Guide rail speed square... dedicated 90 for crosscutting and shelf dadoes.

PaulMarcel said:
DeWalt makes a T-square (90*-only)T-square (90*-only) accessory for its track.  It fits the Festool track as well.  Mine is pretty much dead on.  There's a screw to kill the play in the slot; what little mine is off is due to the play because I remove it from the track often.  If I have a series of crosscuts, I tighten it up and it squares right away.  It is machined from one piece and is easily found for $30.  If you were to dedicate a track... you'd be set even if it took a little shimming under the lock.

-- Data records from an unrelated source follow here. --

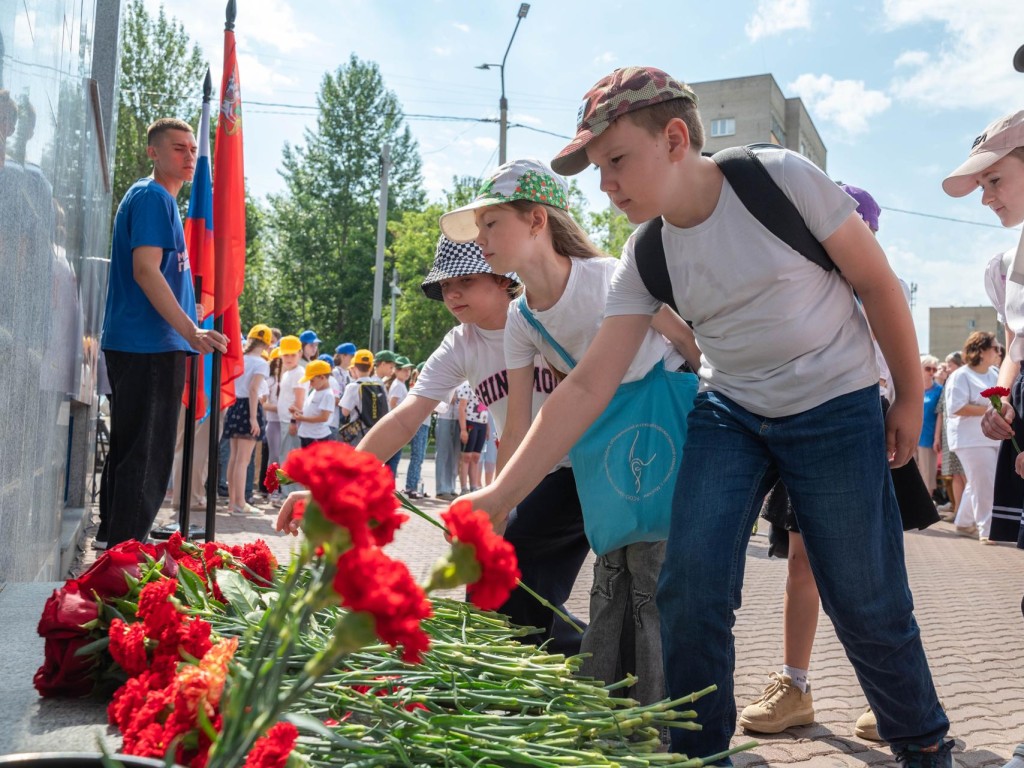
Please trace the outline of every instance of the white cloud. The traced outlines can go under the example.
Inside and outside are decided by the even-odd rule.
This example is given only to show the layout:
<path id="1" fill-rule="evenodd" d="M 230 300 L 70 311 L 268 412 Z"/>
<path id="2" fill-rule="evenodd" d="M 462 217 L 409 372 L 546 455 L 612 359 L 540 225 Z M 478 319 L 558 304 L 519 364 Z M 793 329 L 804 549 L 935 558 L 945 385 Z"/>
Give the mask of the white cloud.
<path id="1" fill-rule="evenodd" d="M 522 123 L 523 125 L 544 125 L 544 121 L 540 118 L 534 117 L 532 115 L 523 115 L 522 113 L 515 113 L 514 115 L 509 115 L 510 123 Z"/>
<path id="2" fill-rule="evenodd" d="M 211 74 L 213 74 L 213 88 L 216 93 L 220 88 L 220 79 L 215 72 L 211 71 Z M 253 53 L 239 53 L 239 79 L 242 81 L 243 104 L 247 96 L 271 96 L 274 94 L 274 88 L 296 84 L 295 80 L 267 67 Z"/>
<path id="3" fill-rule="evenodd" d="M 893 61 L 894 67 L 924 67 L 928 63 L 930 55 L 928 51 L 924 50 L 905 50 L 896 56 L 896 60 Z"/>
<path id="4" fill-rule="evenodd" d="M 835 123 L 848 136 L 865 132 L 870 119 L 892 103 L 862 80 L 836 80 L 830 75 L 801 75 L 788 90 L 804 99 L 812 115 Z"/>
<path id="5" fill-rule="evenodd" d="M 891 28 L 941 26 L 934 52 L 897 63 L 909 72 L 896 78 L 890 93 L 932 108 L 1006 112 L 1017 104 L 1021 76 L 1011 58 L 1024 40 L 1021 15 L 999 0 L 885 0 L 884 20 Z"/>
<path id="6" fill-rule="evenodd" d="M 751 40 L 811 29 L 811 0 L 759 0 L 743 31 Z"/>

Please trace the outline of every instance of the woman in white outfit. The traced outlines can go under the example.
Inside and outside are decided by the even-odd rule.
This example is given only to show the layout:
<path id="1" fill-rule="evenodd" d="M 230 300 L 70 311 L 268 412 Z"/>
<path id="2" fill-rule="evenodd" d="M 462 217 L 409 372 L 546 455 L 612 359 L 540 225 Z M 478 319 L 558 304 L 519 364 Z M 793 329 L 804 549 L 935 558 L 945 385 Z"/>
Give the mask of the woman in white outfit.
<path id="1" fill-rule="evenodd" d="M 977 536 L 982 544 L 988 544 L 999 443 L 982 434 L 981 417 L 989 401 L 981 392 L 994 387 L 998 378 L 995 337 L 985 331 L 971 334 L 964 344 L 964 362 L 946 381 L 944 393 L 949 447 L 956 452 L 967 475 L 954 523 L 957 534 Z"/>

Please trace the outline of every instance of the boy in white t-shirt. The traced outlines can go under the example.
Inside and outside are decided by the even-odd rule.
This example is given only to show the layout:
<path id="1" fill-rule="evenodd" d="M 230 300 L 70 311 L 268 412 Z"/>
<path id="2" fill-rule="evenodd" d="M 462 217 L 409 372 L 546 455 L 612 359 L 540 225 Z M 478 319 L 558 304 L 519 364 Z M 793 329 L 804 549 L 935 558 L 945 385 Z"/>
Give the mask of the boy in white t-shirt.
<path id="1" fill-rule="evenodd" d="M 302 447 L 321 442 L 331 436 L 328 422 L 335 410 L 335 396 L 331 389 L 331 364 L 313 360 L 306 365 L 305 375 L 300 384 L 309 382 L 302 411 L 292 407 L 292 418 L 299 424 L 299 441 Z"/>
<path id="2" fill-rule="evenodd" d="M 772 236 L 702 157 L 696 96 L 646 67 L 616 70 L 579 113 L 558 173 L 593 164 L 631 222 L 656 220 L 679 313 L 701 352 L 667 557 L 657 589 L 670 698 L 715 683 L 693 705 L 701 730 L 673 729 L 674 752 L 713 755 L 735 732 L 732 625 L 745 543 L 768 488 L 790 490 L 825 612 L 880 735 L 906 766 L 950 768 L 953 742 L 913 617 L 888 463 L 921 434 L 923 387 L 909 308 L 855 201 L 801 156 L 756 151 L 842 270 Z M 753 162 L 753 161 L 752 161 Z M 588 353 L 552 394 L 494 485 L 470 497 L 498 519 L 611 398 L 662 303 L 626 245 Z M 897 393 L 883 424 L 877 332 Z M 689 705 L 688 705 L 689 707 Z M 728 764 L 728 763 L 726 763 Z"/>

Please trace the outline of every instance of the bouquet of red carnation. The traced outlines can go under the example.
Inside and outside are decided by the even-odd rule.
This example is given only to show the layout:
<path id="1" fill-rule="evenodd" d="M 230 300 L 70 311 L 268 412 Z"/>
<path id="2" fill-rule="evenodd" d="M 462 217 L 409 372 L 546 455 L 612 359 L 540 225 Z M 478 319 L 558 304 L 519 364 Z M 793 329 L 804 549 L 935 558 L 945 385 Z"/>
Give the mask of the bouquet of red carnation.
<path id="1" fill-rule="evenodd" d="M 995 409 L 995 413 L 1002 415 L 1002 398 L 1010 396 L 1010 390 L 1006 387 L 989 387 L 988 389 L 981 390 L 981 396 L 987 397 L 988 401 L 992 403 L 992 408 Z M 1017 444 L 1016 435 L 1010 437 L 1010 441 L 1014 445 L 1014 451 L 1018 454 L 1021 452 L 1020 446 Z"/>

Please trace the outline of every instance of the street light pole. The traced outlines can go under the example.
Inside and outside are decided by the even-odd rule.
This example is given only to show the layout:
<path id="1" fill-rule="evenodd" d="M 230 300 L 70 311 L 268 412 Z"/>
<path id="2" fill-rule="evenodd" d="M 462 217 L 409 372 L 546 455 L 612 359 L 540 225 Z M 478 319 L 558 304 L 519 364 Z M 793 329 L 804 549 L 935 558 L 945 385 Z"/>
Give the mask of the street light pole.
<path id="1" fill-rule="evenodd" d="M 508 146 L 508 131 L 509 131 L 509 100 L 505 98 L 505 61 L 509 57 L 509 51 L 512 50 L 512 41 L 515 40 L 515 33 L 519 31 L 519 23 L 526 17 L 529 12 L 529 3 L 520 3 L 519 11 L 516 13 L 515 28 L 512 30 L 512 37 L 509 38 L 509 44 L 505 48 L 505 55 L 502 56 L 502 62 L 499 63 L 482 63 L 477 65 L 478 70 L 489 70 L 492 67 L 497 67 L 498 72 L 502 79 L 502 98 L 498 102 L 499 112 L 501 114 L 499 134 L 498 134 L 498 164 L 505 165 L 506 148 Z"/>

I have one of these and posted about it earlier.  I had to disassemble mine repeatedly and file some of the components to get it square to the Guide Rail.  I checked it with multiple Guide Rails to confirm it was the DeWalt T-Square and not the Guide Rail I first chose.  I used a Woodpecker 18" precision Carpenter 45-45-90 Triangle as a Square to confirm I had tuned the DeWalt T-Square to 90 degrees.  But if I am wanting to be as confident as possible, I use that Woodpeckers Right Triangle as my reference.  It's great for confirming that my MFT fence and Guide Rail are square, too.

If you are willing to pay ~US$100 for a dedicated T-Square device for your Guide Rail, you could make one using the Woodpecker Carpenter Triangle and attaching it to your Guide Rail.

Dave R.
 
I just wanted to post an update. It looks like I have come up with something that will work. It is going through some prototype testing but it looks promising.

[attachthumb=1]

I know the picture doesn't show much but it is about 17 inches long and just about as wide as the TS-55 length. It is made out of aluminum.
 
How about some Qwas feet to make our older 1080's match the height of the new MFT3?  That would be nice to own as well as this square.
 
Qwas said:
I just wanted to post an update. It looks like I have come up with something that will work. It is going through some prototype testing but it looks promising.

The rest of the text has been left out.